Humankind is in a perpetual state of development. The modern world has improved living conditions over the past two centuries and access to electricity has become an obvious resource of living for the most part of the world. However, citizens of some developing countries around the globe are still living without this basic necessity. The lack of electricity is the main factor that prevents the participation of these countries in the modern global economy. Some argue that access to energy should be a basic human right– a reasonable claim given the fact that 650 million people are expected to be left without access to electricity in 2030.
What percentage of the world’s population does not have access to electricity?
Surprisingly, 11% of the world do not have access to electricity (around 840 million people), according to The Energy Progress Report.

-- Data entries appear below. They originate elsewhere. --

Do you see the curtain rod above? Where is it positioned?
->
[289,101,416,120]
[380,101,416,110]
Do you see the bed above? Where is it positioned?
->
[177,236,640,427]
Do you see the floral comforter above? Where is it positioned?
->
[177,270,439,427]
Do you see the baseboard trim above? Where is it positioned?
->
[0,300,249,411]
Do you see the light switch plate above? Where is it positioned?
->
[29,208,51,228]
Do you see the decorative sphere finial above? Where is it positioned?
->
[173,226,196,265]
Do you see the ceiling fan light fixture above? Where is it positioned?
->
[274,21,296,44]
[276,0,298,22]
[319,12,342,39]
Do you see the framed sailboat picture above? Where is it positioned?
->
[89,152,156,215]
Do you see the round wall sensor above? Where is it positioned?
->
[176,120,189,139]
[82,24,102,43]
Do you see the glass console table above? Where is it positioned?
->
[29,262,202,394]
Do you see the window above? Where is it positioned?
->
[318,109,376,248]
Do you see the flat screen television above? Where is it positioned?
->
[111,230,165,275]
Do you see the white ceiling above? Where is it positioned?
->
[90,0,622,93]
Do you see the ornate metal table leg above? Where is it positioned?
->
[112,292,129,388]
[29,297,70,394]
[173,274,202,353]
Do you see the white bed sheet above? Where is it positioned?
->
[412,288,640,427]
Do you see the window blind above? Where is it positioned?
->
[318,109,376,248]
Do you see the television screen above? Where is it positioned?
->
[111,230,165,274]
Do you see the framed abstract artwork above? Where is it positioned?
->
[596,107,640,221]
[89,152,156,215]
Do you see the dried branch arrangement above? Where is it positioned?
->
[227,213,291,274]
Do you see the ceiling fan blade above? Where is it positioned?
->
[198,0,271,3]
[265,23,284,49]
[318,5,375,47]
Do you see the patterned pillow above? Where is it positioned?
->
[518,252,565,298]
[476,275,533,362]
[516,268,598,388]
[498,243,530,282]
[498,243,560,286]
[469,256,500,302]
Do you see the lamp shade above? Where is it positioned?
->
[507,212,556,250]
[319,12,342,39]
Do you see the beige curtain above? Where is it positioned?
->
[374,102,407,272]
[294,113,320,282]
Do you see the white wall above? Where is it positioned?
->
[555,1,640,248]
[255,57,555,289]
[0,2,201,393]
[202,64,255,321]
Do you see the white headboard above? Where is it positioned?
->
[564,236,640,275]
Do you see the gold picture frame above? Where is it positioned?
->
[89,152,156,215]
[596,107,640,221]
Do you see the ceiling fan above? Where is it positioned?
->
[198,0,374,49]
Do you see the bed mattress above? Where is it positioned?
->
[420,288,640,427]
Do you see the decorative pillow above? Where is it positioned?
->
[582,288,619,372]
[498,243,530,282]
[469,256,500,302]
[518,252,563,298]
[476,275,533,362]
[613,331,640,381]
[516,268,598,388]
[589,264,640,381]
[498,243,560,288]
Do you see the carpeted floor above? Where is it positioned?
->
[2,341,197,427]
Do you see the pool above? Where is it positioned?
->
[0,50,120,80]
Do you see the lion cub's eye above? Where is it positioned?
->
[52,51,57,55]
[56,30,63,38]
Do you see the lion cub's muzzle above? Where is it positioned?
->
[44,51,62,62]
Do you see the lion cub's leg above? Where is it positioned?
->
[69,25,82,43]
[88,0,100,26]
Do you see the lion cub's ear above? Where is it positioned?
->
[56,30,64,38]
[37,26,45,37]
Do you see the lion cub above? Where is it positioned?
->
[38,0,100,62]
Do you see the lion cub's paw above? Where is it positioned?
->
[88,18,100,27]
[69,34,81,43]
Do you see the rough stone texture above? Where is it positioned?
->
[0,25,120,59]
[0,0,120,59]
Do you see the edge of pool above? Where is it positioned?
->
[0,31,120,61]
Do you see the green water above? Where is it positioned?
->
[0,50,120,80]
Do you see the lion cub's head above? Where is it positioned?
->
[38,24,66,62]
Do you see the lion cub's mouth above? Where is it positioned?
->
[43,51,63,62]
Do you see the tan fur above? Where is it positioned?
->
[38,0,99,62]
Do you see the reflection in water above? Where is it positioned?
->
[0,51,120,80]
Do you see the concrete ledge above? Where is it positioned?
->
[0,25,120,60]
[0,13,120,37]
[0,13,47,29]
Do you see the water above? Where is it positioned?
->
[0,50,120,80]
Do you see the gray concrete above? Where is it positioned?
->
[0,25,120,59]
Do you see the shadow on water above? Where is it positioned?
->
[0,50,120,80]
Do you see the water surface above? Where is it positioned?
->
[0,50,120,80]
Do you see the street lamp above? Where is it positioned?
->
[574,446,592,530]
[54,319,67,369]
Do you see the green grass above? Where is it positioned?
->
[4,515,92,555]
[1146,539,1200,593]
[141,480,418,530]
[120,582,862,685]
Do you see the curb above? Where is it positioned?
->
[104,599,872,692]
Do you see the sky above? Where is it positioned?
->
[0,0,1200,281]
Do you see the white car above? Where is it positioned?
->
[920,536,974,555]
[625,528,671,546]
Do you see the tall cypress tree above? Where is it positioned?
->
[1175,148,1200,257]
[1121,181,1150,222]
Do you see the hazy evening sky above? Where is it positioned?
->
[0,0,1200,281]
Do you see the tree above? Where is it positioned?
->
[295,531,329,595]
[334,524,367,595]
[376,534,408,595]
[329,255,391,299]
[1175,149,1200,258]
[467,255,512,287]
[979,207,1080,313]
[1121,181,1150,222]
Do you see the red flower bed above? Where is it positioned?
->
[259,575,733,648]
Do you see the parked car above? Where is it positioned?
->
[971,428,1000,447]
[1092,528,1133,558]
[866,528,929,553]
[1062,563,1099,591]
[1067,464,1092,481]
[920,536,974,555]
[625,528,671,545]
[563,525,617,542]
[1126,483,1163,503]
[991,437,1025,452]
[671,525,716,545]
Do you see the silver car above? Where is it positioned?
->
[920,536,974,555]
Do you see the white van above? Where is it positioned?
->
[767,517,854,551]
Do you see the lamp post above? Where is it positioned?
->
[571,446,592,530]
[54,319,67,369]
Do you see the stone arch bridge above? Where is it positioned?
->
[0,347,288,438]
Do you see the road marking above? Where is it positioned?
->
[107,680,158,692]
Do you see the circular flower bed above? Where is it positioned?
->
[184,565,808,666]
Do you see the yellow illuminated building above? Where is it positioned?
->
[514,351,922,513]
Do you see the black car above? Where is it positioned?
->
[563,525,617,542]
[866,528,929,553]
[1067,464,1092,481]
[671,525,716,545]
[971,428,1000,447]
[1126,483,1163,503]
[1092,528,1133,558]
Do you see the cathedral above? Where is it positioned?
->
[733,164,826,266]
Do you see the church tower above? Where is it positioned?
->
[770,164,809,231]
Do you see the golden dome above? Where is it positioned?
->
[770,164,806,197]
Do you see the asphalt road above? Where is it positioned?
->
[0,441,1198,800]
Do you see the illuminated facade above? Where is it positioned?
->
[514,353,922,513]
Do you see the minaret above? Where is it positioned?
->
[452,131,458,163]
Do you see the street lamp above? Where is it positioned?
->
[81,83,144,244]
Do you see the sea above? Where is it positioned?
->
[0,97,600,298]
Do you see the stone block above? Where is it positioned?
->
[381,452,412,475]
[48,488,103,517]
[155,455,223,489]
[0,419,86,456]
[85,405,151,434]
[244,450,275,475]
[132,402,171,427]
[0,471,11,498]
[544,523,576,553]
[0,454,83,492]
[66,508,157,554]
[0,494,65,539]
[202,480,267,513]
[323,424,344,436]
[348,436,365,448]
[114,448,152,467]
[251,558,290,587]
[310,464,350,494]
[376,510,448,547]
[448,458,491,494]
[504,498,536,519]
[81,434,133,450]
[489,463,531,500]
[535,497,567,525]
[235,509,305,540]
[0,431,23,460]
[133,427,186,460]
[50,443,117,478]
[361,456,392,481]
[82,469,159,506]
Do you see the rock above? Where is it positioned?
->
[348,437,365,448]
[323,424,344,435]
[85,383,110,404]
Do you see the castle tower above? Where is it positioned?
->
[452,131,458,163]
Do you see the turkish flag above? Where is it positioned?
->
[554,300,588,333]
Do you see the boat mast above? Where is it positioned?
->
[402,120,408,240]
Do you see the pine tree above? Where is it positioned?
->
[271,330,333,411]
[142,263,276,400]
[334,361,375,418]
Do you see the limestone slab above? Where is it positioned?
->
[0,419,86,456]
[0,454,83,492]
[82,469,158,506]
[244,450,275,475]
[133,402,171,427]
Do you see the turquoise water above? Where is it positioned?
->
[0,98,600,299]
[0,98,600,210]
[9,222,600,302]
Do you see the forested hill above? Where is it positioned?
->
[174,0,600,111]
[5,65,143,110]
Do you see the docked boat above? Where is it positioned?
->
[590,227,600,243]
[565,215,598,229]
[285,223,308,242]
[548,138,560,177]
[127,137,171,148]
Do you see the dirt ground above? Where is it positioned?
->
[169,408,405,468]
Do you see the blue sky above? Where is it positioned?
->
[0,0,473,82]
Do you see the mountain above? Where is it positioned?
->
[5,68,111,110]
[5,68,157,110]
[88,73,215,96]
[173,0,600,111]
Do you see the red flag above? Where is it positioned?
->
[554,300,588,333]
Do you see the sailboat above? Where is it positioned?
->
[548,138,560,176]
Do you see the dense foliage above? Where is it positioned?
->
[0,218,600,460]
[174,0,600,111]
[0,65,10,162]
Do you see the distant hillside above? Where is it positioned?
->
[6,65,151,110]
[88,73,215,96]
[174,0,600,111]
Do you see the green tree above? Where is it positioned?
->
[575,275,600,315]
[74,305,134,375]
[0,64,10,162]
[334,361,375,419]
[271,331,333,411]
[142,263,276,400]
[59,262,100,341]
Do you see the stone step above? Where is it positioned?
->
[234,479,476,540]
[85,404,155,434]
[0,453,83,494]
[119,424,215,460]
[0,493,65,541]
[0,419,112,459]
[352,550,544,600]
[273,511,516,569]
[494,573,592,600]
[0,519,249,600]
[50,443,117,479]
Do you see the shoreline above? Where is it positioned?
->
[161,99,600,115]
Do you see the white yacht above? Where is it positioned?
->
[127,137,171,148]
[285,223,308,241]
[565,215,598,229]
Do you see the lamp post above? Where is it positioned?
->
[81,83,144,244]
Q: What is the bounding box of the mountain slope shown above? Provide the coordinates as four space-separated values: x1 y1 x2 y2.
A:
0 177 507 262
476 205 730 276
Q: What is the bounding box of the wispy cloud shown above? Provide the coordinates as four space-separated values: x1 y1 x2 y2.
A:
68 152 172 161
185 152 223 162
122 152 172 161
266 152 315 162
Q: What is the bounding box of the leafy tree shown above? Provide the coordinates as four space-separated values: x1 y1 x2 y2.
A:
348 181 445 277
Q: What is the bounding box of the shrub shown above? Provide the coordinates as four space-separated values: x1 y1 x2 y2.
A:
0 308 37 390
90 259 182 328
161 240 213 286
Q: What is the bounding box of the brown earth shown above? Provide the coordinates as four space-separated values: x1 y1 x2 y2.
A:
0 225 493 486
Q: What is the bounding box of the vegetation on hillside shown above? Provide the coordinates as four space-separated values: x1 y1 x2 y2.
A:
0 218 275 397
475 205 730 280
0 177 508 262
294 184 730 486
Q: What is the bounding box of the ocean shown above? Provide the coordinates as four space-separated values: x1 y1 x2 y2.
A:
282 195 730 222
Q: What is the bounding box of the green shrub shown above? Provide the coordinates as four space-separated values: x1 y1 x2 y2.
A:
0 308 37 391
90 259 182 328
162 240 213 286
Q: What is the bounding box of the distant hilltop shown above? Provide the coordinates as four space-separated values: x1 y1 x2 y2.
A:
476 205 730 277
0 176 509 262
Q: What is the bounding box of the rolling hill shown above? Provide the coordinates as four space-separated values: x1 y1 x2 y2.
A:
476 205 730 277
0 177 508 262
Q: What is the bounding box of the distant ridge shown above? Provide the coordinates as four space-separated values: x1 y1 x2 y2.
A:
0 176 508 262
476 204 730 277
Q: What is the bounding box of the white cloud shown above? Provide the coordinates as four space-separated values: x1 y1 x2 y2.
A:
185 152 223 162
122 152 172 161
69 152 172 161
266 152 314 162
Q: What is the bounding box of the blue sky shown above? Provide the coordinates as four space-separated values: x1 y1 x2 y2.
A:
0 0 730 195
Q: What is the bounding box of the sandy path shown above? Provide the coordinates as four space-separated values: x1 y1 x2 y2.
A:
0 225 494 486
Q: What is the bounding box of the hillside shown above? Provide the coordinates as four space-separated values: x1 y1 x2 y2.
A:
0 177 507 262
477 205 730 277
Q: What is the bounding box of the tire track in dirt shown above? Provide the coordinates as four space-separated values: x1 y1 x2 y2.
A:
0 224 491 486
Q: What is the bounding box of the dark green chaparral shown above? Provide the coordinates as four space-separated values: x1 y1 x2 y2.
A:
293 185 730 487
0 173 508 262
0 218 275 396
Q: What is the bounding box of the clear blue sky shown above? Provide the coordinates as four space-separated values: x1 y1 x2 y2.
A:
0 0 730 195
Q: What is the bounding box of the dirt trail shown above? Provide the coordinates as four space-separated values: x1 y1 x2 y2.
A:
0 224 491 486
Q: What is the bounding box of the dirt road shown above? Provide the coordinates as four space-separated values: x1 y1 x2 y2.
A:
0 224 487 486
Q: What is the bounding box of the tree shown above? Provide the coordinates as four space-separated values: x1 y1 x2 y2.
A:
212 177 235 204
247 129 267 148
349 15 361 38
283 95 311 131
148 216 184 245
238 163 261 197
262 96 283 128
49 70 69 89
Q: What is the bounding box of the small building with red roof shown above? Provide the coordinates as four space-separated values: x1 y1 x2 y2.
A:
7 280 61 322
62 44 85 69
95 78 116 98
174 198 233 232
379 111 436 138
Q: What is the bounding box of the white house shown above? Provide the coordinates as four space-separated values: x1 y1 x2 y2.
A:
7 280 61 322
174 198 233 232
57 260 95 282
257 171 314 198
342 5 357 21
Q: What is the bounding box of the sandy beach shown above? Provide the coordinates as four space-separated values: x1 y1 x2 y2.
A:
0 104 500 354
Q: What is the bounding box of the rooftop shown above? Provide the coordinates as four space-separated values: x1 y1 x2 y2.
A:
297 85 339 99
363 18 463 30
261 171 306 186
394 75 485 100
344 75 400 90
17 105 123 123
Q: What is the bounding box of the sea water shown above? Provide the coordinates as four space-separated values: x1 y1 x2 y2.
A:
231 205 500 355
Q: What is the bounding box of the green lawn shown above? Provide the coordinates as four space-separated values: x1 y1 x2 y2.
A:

Notable countries with a lack of access to electricity include Chad (11%), Congo (19%), Niger (20%), Liberia (21%), Burkina Faso (25%), Mozambique (27%), Somalia (33%), Tanzania (33%), Guinea (35%), Zimbabwe (40%), Angola (42%), Mali (43%), North Korea (44%), Ethiopia (44%), Nigeria (54%), Sudan (56%). As you can see, most of the population with no access to electricity is in sub-Saharan Africa where 573 million people still live without an energy source.
While these figures remain a global concern and another indication for global economic inequality, notable progress has been made on energy access in recent years. The global population with a lack of access to electricity has dropped to 840 million from 1.2 billion in 2010. Moreover, in the past two decades, the number of people with access to electricity has been steadily growing. While in 1990, around 71% of the world’s population had access to power; this has increased to 89% in 2019. Yet, it’s not enough – unless extreme measures are taken, it might take another century until electricity reaches every corner of the globe. There are innovative projects such as Tesla’s low-cost renewable energy battery, and other solutions to bring sustainable electricity to Africa that hopefully will put an end to the unreasonable phenomenon of lack of power in some regions on earth.